Si quiere ser uno más, que me cambie el puesto, diría Manuel. El juez me dice bajito que
hay buenas noticias para mí, que no le diga a nadie, que el viernes se
oficializa, me hace un gesto desconcertante y se va. Ahora me toca disimular lo
imposible, Lucrecia y Manuel vieron el intercambio clandestino. Me quieren
arrancar una declaración, pero saben que no puedo hablar, se contentan con una
sonrisa incómoda y me empiezan a felicitar a su manera, me preguntan si no me
voy a avergonzar de ellos cuando sea su superior. Un detenido contempla la
escena, la sigue cómplice, pero su orgullo le obtura la sonrisa y adopta una
pose de desprecio.
Nos
despedimos. Manuel se enoja, me dice que debería estar contento, me obliga a
una alegría efusiva.

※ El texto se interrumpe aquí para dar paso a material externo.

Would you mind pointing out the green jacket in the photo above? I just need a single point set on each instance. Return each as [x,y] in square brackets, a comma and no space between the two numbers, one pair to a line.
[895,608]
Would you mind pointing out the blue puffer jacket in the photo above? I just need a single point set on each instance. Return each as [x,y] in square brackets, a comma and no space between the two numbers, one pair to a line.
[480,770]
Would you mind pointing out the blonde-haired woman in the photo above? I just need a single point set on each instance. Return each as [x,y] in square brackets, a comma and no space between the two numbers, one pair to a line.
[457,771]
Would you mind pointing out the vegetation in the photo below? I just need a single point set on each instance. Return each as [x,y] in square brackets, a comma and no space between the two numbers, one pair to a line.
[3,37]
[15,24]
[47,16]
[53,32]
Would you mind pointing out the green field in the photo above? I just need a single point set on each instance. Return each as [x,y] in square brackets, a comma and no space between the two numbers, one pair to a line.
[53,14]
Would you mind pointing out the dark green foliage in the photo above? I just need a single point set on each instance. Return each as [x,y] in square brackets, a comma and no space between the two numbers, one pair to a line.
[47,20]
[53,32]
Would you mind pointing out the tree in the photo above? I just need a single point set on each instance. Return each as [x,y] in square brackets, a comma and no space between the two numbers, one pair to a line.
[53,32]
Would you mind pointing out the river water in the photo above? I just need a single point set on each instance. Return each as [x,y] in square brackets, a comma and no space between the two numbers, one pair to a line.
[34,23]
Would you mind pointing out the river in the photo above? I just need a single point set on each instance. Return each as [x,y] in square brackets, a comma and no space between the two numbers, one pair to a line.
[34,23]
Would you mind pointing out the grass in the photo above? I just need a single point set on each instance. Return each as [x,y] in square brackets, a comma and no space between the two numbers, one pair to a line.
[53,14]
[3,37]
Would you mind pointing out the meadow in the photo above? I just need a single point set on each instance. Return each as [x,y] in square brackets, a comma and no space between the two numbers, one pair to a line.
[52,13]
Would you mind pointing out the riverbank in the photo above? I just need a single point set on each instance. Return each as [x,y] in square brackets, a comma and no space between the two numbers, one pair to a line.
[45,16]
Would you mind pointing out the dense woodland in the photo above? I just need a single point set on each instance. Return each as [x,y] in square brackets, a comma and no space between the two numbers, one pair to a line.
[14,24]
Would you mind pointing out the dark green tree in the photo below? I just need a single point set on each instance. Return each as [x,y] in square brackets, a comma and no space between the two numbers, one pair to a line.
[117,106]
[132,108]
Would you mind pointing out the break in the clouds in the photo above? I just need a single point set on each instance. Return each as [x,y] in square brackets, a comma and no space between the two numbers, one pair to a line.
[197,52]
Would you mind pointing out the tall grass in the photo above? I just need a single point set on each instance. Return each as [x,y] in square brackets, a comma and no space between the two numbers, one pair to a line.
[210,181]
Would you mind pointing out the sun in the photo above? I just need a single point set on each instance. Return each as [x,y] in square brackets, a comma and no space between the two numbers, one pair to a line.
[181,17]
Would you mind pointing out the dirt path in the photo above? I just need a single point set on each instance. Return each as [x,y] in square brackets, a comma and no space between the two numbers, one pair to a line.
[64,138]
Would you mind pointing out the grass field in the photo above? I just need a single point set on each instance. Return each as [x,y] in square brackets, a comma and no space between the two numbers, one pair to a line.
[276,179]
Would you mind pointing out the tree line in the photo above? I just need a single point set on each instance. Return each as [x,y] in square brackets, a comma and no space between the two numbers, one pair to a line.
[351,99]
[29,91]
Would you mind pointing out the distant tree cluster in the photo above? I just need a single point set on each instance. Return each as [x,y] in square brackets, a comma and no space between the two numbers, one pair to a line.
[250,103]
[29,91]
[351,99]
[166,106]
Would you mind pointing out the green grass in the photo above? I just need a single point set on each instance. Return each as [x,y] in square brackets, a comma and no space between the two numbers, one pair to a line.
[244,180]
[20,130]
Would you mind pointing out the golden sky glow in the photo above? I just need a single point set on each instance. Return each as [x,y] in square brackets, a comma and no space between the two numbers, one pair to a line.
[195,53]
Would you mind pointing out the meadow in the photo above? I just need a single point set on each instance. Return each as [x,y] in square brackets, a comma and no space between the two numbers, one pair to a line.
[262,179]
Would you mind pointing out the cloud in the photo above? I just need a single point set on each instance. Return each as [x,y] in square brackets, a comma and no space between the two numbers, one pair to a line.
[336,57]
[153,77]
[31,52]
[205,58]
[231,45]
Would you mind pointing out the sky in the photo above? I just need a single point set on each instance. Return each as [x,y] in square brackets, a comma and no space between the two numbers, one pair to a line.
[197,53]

Levanto ligeramente los hombros y con eso trato de explicarle,
o no, no le explico nada, esto lo voy pensando a la vuelta, Manuel ya quedó en
la puerta del juzgado, voy pensando después entonces que recibí la noticia que
quería, pero mi reacción no la había previsto. Ciertamente no es un estallido de gol. Es un anuncio significativo, pero falta todavía todo el largo trámite en el ministerio, el lento cambio de hábitos. Llego a casa y paso la tarde caminando sin rumbo por la sala, tomando mate, tratando de evaluar mis sensaciones, un poco desorientado. Sería más fácil reaccionar indignado a un imaginario ascenso de Manuel -suponiendo conspiraciones y negligencia-, ya estaría experimentado para disimular mi envidia si la elección era para Lucrecia -primero maldecirla a ella y a los valores del trabajo y después reconocer íntimamente que también lo merecía-, pero estaba en un terreno nuevo, y no estaba ni siquiera decepcionado. El ascenso es una promesa, el momento insípido e incómodo de tomar un analgésico y esperar una magia difícil de asimilar. Por el momento es una abstracción intangible, más vívido era cuando lo imaginaba en el tren, o antes de ir a dormir. Me aflojo la corbata porque estoy cansado. Sí, más intenso era imaginar el reconocimiento en el trabajo, un mejor sueldo, algo tonto como una moto o una camisa, pero sobre todo sacarme de encima la preocupación permanente que me impedía disfrutar. Todo ese desahogo ahora me parece relativo. Parece tonto, pero extraño esas divagaciones de los deseos, esas charlas íntimas con Andrea. Andrea... creo que hoy había quedado en encontrarla a la salida del trabajo. Debe estar furiosa.